Leon Mize is his name. He is middle-aged with kids, drives an older model G.M. car, and makes a vicious deep-fried burrito.
On the surface, Mize is just like you and me. Except for one small detail—he’s a convicted felon. In total, he’s been locked up for more than a decade, with his last 21 months confined to the Genesee County Jail. He came in hopeless, helpless and hungry, with only one thing to look forward to—his out date.
Mize represents the 70 million Americans currently serving or have served time in our jails and prisons throughout the nation.
In Michigan alone, the Michigan Department of Corrections spends over $2.2 billion on housing inmates in prison, which doesn’t even include the $32.00/day/unaltered we pay in the 83 county jails across the state.
We MUST do better!
And here’s how:
I.G.N.I.T.E., Inmate Growth Naturally and Intentionally Through Education.

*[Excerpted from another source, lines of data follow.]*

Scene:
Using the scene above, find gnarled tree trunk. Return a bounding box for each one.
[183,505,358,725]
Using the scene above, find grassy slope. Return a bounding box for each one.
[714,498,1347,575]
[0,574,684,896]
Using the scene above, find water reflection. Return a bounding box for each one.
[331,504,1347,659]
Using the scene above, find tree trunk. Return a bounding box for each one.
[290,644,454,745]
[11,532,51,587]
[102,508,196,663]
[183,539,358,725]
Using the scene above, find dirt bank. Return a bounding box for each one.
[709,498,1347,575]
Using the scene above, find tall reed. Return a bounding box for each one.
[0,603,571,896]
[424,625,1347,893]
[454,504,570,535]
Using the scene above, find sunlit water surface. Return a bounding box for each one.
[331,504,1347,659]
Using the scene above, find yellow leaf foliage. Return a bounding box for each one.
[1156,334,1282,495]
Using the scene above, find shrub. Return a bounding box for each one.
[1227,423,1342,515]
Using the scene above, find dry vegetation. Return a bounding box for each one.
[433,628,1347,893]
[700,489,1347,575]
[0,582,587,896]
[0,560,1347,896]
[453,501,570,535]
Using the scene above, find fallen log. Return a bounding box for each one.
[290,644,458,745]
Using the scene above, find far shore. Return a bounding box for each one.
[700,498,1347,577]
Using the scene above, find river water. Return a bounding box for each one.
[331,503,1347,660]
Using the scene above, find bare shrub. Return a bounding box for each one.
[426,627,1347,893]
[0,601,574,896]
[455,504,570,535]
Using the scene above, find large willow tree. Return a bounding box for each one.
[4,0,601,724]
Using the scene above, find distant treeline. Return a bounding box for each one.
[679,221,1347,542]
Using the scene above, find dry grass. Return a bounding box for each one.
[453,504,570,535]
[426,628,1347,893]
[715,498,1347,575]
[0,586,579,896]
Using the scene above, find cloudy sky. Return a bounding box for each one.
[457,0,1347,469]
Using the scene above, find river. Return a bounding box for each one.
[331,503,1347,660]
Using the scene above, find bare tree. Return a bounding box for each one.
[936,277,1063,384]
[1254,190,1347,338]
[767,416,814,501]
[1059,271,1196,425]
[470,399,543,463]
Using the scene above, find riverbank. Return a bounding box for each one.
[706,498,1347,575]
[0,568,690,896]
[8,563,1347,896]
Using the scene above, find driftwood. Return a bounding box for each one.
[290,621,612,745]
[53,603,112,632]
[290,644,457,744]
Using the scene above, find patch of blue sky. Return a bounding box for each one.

In the “historical” model, when inmates are in jail, they are classified by their charges, risk factors and length of stay. From there, they give back to society the only penitence they have—time. With little to no lifestyle changes, their behavior remains status quo until they come back to jail.
Not anymore! Under new Sheriff Chris Swanson’s leadership, Genesee County Jail has expanded its education program in collaboration with Mt. Morris Consolidated Schools. Now, when inmates come to the Genesee County Jail, they are classified and assessed, and given the opportunity to obtain their high school diplomas or GEDs, or simply to further their education.
1. What’s the highest grade completed?
2. What special skills do they have?
3. How long are they expected to be lodged?
(1-60 days, 60-180 and 180 plus.)
Upon answering these questions, inmates are placed into one of three pillars of the curriculum: Beginner, Intermediate and Advanced. They are enrolled and now go to school two hours a day, five days per week. The jail is now an educational institution, not just a coral.
Since January 2021, 306 students have enrolled and 446 teaching hours have been completed. Inmates are showing reading improvements of two grade levels. Subject areas offered include: English Language Arts, Math, Science, Social Studies, Fine Arts, Foreign Language (French and Spanish), and Physical Education. Inmates can also enroll in Career Employability and Job Skill Development courses, as well as Career Pathways courses in Construction, Culinary Arts, Business Management, and much more.
Through a partnership between Genesee County Sheriff’s Office’s I.G.N.I.T.E. Program and Aramark’s IN2WORK Program, Mize was the first graduate to receive a ServSafe certification, issued through the National Restaurant Association. He was also given a job at GCCARD’s senior nutrition services program when he was released.
We are breaking the chains of generational incarceration through education, making better people, not better inmates. This simple culture change has caught the attention of the Department of Justice and the National Sheriff Association (which represents 3,000 sheriff’s offices across the United States).
If we want reform, we must take BOLD action, and I.G.N.I.T.E. is the answer.